The coverage of the Synod has offered a melodramatised account of the supposed clash between Church leaders on controversial questions like Communion for the divorced and remarried. But the Synod process will certainly be more comprehensive and complex than this, looking at the many issues concerning marriage in the different cultures of the world. Church leaders may see things from different angles, but all seek the same thing – a Church lovingly faithful to her Spouse, Jesus Christ, and to those who want to follow him, especially the poor and the wounded. The leaders may differ on what this means in practice, but on the basic point there’s no disagreement.
In broader terms, married people who are still with their spouse – for many years or few – are looking to the Synod for encouragement and inspiration, often in cultures like ours which aren’t always supportive of marriage and the family. They’re wanting to hear a word from the God who is love; they need to hear the voice of Christ, the Gospel of the family. These people – and there are many of them – have a right to hear that promises made on their wedding day can be honoured through a lifetime. We may live longer than we did, but faithfulness to promises once made is no less possible now than it was in the past. Nor is it any less important. Married people have a right to hear that their faithfulness through the years is a priceless gift not only to them and their family but to society as a whole.
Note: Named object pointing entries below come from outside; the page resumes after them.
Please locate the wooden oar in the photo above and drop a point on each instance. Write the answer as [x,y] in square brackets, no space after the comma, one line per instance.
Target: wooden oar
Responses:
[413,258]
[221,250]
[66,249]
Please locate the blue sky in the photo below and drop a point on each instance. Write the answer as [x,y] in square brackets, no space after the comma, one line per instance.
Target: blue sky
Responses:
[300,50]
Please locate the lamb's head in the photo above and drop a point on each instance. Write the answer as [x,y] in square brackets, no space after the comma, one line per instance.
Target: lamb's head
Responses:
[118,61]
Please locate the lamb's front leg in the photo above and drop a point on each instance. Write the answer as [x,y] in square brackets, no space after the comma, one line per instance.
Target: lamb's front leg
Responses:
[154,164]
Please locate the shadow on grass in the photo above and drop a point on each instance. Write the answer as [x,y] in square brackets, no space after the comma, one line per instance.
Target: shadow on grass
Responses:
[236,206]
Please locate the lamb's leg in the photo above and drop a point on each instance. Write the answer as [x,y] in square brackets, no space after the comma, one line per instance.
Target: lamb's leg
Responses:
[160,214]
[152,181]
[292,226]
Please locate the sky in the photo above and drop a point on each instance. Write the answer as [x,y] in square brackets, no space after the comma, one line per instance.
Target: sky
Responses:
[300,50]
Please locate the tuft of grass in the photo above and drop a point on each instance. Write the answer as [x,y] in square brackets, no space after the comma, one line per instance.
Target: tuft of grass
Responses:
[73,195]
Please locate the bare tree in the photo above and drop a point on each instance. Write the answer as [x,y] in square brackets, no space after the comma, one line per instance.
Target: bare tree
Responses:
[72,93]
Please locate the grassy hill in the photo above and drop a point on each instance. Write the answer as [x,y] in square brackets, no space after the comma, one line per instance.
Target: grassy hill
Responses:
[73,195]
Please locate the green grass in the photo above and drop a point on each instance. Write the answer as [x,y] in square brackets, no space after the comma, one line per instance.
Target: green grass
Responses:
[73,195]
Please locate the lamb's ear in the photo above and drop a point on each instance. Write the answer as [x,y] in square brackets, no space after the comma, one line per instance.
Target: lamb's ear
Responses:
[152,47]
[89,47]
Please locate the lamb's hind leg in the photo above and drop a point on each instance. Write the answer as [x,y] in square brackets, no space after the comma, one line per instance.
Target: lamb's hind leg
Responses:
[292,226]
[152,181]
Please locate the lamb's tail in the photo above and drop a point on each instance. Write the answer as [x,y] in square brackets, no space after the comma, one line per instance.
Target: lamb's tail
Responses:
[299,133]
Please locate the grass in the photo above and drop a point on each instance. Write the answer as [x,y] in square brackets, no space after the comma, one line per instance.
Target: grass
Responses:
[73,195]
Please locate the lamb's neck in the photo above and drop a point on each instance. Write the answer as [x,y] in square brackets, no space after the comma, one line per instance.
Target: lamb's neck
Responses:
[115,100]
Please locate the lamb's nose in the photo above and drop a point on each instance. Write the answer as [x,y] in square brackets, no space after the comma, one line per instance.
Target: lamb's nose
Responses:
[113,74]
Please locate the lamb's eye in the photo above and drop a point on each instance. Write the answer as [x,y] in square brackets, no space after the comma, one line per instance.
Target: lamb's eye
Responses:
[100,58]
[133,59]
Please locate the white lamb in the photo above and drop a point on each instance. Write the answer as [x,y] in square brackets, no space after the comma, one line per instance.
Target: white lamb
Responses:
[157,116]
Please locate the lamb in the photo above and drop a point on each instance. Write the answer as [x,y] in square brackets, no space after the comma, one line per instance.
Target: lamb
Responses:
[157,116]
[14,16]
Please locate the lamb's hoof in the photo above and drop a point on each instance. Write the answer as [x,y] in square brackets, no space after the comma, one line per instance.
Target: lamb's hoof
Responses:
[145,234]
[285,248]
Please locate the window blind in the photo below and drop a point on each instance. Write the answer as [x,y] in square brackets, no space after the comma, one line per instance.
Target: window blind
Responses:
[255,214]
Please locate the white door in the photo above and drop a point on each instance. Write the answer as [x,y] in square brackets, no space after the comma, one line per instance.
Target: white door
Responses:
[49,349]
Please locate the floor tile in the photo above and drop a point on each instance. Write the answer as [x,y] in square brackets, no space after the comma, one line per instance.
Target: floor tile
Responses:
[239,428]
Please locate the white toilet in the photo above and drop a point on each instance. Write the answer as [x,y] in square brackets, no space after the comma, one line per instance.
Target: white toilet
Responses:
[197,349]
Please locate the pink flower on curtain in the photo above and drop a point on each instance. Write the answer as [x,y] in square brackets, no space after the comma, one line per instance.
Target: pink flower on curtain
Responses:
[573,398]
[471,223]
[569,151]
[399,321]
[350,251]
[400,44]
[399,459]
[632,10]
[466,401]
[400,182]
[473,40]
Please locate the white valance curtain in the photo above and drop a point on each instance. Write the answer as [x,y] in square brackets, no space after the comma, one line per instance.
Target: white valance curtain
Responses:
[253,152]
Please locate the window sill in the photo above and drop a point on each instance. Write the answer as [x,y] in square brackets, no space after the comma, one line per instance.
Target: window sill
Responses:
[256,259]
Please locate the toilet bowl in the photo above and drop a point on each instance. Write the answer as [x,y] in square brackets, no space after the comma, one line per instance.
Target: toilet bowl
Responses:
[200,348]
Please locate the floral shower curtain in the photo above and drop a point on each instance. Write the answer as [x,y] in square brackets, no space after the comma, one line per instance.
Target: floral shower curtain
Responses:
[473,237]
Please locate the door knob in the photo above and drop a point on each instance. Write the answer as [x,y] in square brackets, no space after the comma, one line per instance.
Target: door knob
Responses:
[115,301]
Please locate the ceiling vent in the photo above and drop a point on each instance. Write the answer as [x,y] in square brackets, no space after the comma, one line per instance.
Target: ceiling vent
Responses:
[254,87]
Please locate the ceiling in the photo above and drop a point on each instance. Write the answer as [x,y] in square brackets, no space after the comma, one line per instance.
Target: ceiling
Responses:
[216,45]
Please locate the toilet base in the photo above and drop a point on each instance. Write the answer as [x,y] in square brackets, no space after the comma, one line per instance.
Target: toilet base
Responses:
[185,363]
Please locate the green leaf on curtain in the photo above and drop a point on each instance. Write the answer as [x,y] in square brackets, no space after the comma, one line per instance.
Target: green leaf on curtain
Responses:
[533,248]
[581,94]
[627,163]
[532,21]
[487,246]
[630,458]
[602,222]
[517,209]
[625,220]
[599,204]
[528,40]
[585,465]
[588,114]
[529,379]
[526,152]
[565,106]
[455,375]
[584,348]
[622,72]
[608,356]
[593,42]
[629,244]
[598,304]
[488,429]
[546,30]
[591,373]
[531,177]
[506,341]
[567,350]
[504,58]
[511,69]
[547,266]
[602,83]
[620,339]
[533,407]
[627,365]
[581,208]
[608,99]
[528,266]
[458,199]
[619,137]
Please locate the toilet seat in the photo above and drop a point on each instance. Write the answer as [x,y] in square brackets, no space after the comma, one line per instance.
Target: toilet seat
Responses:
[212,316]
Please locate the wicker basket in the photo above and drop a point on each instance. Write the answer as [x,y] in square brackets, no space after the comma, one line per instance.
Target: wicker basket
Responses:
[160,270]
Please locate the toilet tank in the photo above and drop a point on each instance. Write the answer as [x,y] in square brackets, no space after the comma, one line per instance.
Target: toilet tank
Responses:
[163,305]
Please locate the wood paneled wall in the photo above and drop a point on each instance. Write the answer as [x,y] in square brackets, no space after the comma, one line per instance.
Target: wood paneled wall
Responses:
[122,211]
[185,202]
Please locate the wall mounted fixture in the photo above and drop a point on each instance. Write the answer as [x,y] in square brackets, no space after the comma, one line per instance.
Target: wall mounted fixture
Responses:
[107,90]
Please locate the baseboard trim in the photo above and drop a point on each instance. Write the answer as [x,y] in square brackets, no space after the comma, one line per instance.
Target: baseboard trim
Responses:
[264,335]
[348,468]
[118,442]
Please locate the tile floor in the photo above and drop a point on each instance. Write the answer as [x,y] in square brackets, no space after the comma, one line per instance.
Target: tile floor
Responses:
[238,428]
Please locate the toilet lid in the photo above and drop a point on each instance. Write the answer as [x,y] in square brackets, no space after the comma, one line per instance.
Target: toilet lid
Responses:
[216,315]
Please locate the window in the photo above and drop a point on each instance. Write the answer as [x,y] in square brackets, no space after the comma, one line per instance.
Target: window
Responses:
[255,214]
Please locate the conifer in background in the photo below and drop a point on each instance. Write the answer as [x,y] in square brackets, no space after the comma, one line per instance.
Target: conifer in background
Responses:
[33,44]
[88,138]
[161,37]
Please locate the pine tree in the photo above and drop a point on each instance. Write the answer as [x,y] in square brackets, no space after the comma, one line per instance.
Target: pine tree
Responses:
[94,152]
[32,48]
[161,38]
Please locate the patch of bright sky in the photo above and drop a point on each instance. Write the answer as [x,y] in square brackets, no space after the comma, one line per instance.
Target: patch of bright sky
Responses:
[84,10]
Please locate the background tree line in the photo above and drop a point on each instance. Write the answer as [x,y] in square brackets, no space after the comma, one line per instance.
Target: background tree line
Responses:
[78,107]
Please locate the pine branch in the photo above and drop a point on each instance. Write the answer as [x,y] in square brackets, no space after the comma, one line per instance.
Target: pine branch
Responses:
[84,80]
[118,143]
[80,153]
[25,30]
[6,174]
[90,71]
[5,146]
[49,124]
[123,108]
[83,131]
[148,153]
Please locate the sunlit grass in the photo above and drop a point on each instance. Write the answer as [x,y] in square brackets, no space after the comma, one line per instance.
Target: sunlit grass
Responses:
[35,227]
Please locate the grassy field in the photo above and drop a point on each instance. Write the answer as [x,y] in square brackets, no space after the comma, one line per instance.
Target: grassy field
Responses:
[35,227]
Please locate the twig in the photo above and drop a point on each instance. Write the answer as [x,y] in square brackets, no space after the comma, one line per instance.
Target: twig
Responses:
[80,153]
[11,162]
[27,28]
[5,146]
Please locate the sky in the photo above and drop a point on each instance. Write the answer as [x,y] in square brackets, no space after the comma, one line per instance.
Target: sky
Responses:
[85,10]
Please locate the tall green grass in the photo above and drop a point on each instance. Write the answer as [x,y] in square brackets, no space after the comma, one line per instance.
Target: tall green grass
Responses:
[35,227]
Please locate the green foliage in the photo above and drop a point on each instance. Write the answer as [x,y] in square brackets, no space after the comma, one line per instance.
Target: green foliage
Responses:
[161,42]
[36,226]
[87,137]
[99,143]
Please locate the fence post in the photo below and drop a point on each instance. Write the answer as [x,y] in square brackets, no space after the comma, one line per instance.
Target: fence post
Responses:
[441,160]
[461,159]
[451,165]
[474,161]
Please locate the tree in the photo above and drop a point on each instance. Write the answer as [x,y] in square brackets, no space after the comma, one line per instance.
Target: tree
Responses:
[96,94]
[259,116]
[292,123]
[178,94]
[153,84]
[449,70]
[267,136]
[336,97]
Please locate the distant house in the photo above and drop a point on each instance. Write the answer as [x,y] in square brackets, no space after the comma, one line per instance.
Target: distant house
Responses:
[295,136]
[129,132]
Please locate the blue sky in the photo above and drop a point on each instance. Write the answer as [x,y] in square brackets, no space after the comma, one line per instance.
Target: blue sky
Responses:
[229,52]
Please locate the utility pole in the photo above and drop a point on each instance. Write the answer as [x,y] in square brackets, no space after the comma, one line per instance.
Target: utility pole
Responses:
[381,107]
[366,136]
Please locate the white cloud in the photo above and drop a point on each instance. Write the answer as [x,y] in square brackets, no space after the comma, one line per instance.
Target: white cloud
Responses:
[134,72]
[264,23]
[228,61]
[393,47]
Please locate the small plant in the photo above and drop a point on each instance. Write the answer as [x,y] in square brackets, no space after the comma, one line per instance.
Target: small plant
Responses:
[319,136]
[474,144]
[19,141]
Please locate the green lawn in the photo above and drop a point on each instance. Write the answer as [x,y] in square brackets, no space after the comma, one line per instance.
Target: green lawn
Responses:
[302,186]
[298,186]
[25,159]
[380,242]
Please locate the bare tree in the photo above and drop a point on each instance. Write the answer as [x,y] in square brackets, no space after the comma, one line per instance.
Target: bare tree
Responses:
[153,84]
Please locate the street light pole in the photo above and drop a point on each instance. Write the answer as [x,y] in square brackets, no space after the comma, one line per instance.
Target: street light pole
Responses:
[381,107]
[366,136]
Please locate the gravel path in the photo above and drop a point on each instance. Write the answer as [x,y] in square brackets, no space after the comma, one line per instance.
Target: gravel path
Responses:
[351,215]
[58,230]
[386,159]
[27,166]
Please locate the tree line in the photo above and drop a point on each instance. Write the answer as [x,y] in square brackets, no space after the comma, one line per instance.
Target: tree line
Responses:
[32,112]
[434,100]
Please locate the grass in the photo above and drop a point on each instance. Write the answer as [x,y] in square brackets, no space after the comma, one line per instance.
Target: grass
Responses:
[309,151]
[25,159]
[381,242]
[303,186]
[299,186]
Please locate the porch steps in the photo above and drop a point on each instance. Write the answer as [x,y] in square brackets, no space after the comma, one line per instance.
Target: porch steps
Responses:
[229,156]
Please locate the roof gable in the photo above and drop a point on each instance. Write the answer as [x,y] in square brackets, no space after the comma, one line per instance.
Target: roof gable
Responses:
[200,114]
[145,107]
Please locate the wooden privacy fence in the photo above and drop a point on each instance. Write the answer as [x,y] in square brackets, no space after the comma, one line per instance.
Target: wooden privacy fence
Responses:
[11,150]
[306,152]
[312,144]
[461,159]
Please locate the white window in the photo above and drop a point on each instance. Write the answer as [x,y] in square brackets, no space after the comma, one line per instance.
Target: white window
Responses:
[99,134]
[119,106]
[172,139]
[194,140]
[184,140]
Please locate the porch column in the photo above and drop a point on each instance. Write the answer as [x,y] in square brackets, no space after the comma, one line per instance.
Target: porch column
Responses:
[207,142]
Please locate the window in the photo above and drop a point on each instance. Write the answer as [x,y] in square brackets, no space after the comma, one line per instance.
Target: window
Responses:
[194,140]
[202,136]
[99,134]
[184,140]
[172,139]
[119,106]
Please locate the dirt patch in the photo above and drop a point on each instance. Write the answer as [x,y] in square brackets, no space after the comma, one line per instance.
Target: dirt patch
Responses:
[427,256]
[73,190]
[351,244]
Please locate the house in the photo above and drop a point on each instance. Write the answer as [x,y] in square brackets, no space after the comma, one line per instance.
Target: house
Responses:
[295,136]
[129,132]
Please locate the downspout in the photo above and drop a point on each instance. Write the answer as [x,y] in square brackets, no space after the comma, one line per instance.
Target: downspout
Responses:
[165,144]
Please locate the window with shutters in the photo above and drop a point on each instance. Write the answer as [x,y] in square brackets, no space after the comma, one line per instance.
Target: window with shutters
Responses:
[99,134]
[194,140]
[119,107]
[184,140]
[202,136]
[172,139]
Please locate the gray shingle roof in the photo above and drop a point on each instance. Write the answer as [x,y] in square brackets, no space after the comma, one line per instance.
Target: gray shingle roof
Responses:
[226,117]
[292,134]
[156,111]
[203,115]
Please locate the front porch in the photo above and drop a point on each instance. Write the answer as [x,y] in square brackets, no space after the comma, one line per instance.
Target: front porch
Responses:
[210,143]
Some have complained that there aren’t enough of the right people at the sessions of the Synod. But within the Body of Christ there are many different ways of taking part. One of them was by responding to the questionnaire at the start of the Synod process. Another is serious engagement with the questions and tasks that will emerge from the Synod’s first session as we journey towards the second session in October next year. There will be much to be done between the two sessions; and that can’t be left to a few people in Rome. All of us must play our part in the Synod process. The word “synod” means “on the way together”. So from session to session we are called, all of us, to journey together. As the Bishops of the Synod said in their final Message recently: “We ask you to walk with us towards the next (session of the) Synod”.
That means a commitment to prayer, which may not put us physically in the Synod hall but which makes us spiritually present and ensures that the hall isn’t hermetically sealed. All who are part of the Body of Christ should pray for the work of the Synod this year and next – that reasonable hopes will be fulfilled and that the Synod will look at marriage through the lens of the Incarnation, balancing fidelity to the teaching of Christ and his Church with a compassionate and realistic response to men and women in need. Through the Synod process now begun and especially in these Advent days, let the Spirit and the Bride say, “Come, Lord Jesus!” and let everyone who hears say, “Come!” (cf Revelation 22:17).